Dendrobium agrostophyllum, the buttercup orchid, is an epiphytic or lithophytic orchid in the family Orchidaceae and has a creeping rhizome with well-spaced pseudobulbs. Each pseudobulb has up to twenty grass-like leaves, some of the leaves having flowering stems on the opposite side of the pseudobulb, each raceme with up to ten waxy, fragrant, bright yellow flowers. It grows in wet forest in coast areas of north Queensland, Australia.

==Description==
Dendrobium agrostophyllum is an epiphytic or lithophytic herb with creeping rhizomes that have well-spaced pseudobulbs, each with between eight and twenty grass-like leaves. The pseudobulbs are 100-600 mm long and 5-10 mm wide and the leaves are 40-100 mm long, 8-12 mm wide and yellowish with a furrow along the midline. The flowering racemes are 20-50 mm long with between two and ten fragrant, waxy, slightly cupped, bright yellow flowers that are 10-15 mm long, 15-20 mm wide.
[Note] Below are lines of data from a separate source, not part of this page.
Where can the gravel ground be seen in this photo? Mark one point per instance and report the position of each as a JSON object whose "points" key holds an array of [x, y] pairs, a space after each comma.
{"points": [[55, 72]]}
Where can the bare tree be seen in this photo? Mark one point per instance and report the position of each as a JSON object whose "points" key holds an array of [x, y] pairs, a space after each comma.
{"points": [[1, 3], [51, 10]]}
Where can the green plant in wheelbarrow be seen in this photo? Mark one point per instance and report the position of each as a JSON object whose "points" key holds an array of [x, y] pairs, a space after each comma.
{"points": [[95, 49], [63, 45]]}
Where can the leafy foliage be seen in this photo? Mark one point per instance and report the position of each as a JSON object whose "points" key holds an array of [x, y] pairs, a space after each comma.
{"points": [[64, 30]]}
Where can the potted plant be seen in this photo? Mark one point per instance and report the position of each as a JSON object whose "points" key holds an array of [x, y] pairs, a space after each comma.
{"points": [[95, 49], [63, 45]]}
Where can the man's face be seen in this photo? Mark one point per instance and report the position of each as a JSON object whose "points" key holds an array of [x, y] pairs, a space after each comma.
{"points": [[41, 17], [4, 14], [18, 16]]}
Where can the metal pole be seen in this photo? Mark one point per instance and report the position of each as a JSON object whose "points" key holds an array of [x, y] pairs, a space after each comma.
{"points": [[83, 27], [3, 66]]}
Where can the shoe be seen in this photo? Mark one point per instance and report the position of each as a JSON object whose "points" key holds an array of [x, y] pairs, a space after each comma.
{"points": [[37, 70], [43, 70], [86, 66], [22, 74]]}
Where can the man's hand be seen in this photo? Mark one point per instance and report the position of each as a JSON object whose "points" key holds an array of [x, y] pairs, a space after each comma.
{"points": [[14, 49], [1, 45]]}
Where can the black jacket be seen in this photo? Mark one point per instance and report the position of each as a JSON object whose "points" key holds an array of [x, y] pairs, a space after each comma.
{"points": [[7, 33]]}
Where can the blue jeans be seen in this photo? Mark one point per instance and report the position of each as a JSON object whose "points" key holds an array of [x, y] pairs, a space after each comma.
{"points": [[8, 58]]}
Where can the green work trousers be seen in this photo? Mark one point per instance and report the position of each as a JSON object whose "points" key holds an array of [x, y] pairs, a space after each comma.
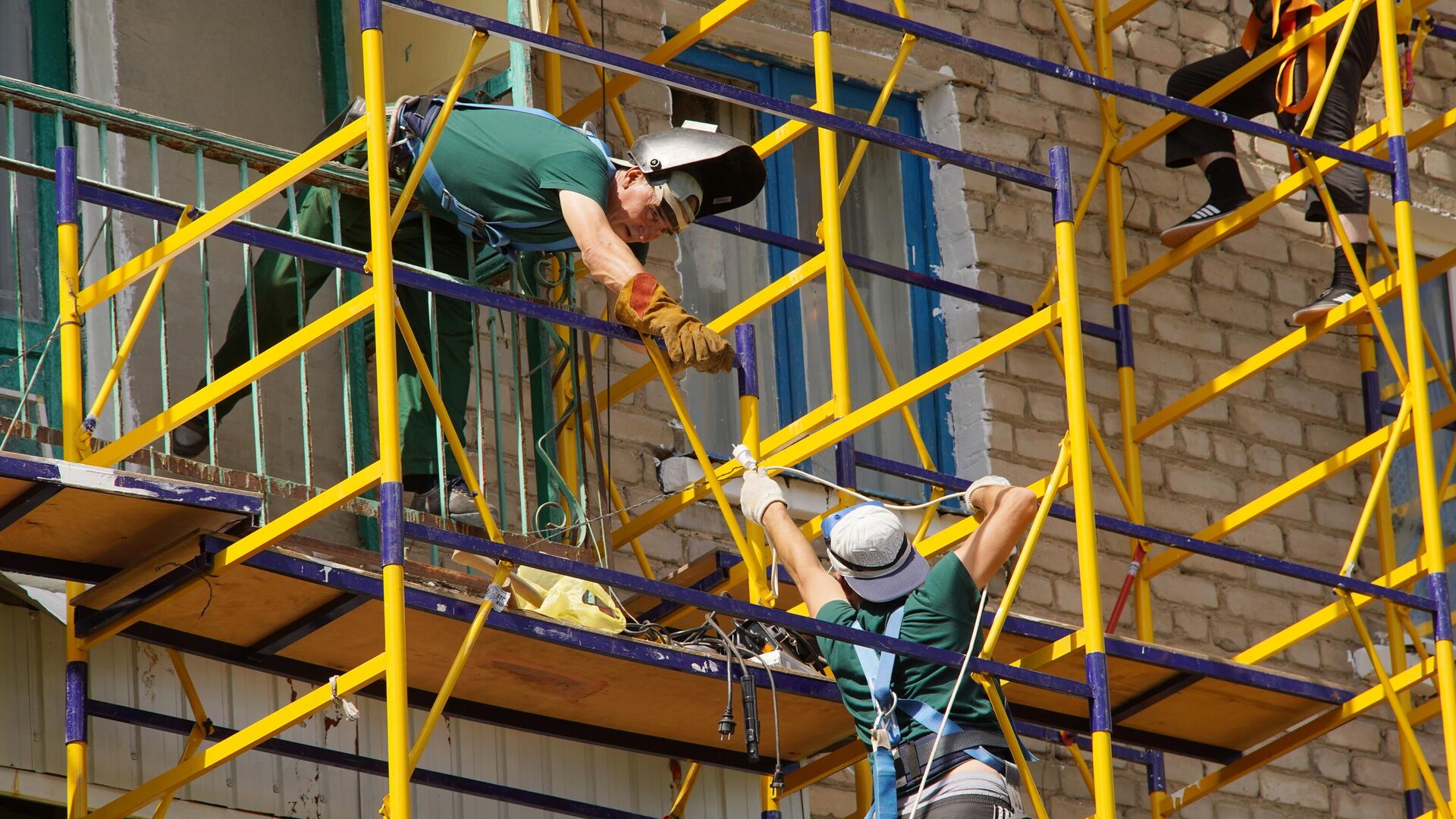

The sepals are 7-9 mm long, 5-7 mm wide, the dorsal sepal slightly narrower than the laterals. The petals are 6-8 mm long and 5 mm wide. The labellum is about 9 mm long, 6 mm wide and has three lobes. The side lobes are curve upwards and the middle lobe has two ridges on its midline and two forward projecting flanges. Flowering occurs from July to November.

==Taxonomy and naming==
Dendrobium agrostophyllum was first formally described in 1873 by Ferdinand von Mueller and the description was published in his book Fragmenta phytographiae Australiae.

==Distribution and habitat==
The buttercup orchid grows on rocks and in moist forest including rainforest between the Mount Windsor National Park and the Paluma Range National Park.